[LLVMdev] [PATCH] Bugfix for missed dependency from store to load in buildSchedGraph().
Hal Finkel
hfinkel at anl.gov
Fri Feb 6 17:06:54 PST 2015
----- Original Message -----
> From: "Jonas Paulsson" <jonas.paulsson at ericsson.com>
> To: "Hal Finkel" <hfinkel at anl.gov>, "Sanjin Sijaric" <ssijaric at codeaurora.org>, "Andrew Trick (atrick at apple.com)"
> <atrick at apple.com>, llvm-commits at cs.uiuc.edu
> Cc: "Mattias Eriksson V" <mattias.v.eriksson at ericsson.com>, llvmdev at cs.uiuc.edu, "Tom Stellard"
> <thomas.stellard at amd.com>, "Sergei Larin" <slarin at codeaurora.org>, "Patrik Hägglund H"

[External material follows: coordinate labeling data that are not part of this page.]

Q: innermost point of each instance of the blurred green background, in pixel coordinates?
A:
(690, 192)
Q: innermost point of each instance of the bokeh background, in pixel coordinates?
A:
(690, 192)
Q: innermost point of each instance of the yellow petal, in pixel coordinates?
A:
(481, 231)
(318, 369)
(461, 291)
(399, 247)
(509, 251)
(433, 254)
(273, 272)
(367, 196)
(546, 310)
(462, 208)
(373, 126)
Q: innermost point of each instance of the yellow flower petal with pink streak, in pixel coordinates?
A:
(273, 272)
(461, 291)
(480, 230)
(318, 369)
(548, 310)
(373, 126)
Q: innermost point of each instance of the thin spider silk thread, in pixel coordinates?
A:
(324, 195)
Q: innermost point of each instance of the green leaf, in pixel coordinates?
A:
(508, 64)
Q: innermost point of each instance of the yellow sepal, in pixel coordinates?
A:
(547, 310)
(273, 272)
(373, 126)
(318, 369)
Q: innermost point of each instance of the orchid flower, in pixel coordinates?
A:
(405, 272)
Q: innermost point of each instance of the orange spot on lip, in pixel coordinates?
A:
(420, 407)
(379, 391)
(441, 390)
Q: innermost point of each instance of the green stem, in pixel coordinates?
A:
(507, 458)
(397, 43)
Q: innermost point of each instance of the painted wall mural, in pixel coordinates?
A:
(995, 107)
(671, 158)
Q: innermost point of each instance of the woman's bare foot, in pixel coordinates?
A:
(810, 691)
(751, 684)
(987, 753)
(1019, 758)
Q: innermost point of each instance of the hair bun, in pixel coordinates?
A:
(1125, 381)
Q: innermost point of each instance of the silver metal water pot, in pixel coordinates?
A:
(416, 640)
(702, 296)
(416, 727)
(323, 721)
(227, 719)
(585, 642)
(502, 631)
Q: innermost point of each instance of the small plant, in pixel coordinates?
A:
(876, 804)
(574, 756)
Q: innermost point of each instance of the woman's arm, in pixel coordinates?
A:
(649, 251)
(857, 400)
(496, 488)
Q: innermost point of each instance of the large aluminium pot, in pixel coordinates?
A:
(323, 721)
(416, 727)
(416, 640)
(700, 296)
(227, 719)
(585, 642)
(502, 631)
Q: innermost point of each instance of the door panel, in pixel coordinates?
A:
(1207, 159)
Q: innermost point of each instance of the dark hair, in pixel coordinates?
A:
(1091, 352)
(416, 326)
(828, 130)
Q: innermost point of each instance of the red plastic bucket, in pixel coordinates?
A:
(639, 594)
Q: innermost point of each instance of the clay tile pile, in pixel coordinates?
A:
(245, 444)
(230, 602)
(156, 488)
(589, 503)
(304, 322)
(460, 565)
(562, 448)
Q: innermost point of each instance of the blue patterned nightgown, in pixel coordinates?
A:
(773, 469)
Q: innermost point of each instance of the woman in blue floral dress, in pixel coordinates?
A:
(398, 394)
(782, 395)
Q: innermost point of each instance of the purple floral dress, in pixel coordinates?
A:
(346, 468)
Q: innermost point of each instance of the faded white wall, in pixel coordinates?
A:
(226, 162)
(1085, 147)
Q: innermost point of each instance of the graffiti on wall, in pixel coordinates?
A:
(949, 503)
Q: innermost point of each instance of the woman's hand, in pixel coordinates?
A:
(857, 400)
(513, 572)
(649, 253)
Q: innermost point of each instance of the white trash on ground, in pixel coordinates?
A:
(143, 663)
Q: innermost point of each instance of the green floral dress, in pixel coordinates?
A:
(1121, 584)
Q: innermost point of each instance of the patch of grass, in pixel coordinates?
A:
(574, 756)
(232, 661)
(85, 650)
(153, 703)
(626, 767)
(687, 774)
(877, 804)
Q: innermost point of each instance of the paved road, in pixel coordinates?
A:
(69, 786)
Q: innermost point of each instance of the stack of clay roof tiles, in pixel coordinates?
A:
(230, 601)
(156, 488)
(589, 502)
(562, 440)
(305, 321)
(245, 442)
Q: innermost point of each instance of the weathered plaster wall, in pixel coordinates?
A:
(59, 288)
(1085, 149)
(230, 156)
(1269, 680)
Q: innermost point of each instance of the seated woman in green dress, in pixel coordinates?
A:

> <patrik.h.hagglund at ericsson.com>
> Sent: Friday, January 30, 2015 4:23:50 AM
> Subject: [PATCH] Bugfix for missed dependency from store to load in buildSchedGraph().
>
> Hi,
>
> I have revisited the issue in buildSchedGraph() I talked about
> previously, and attached a few patches. The first tries to fix the
> issue, and the other two try to illustrate associated issues,
> emerged from applying it.
>
> Is it OK to commit the first patch?
>
> [PATCH] Bugfix for missed dependency from store to load in
> buildSchedGraph().
>
> Bugfix for missed dependency from store to load in
> buildSchedGraph().
>
> Background: When handling underlying objects for a store, the
> vector
> of previous mem uses, mapped to the same Value, is afterwards
> cleared
> (regardless of ThisMayAlias). This means that during handling of
> the
> next store using the same Value, adjustChainDeps() must be
> called,
> otherwise a dependency might be missed.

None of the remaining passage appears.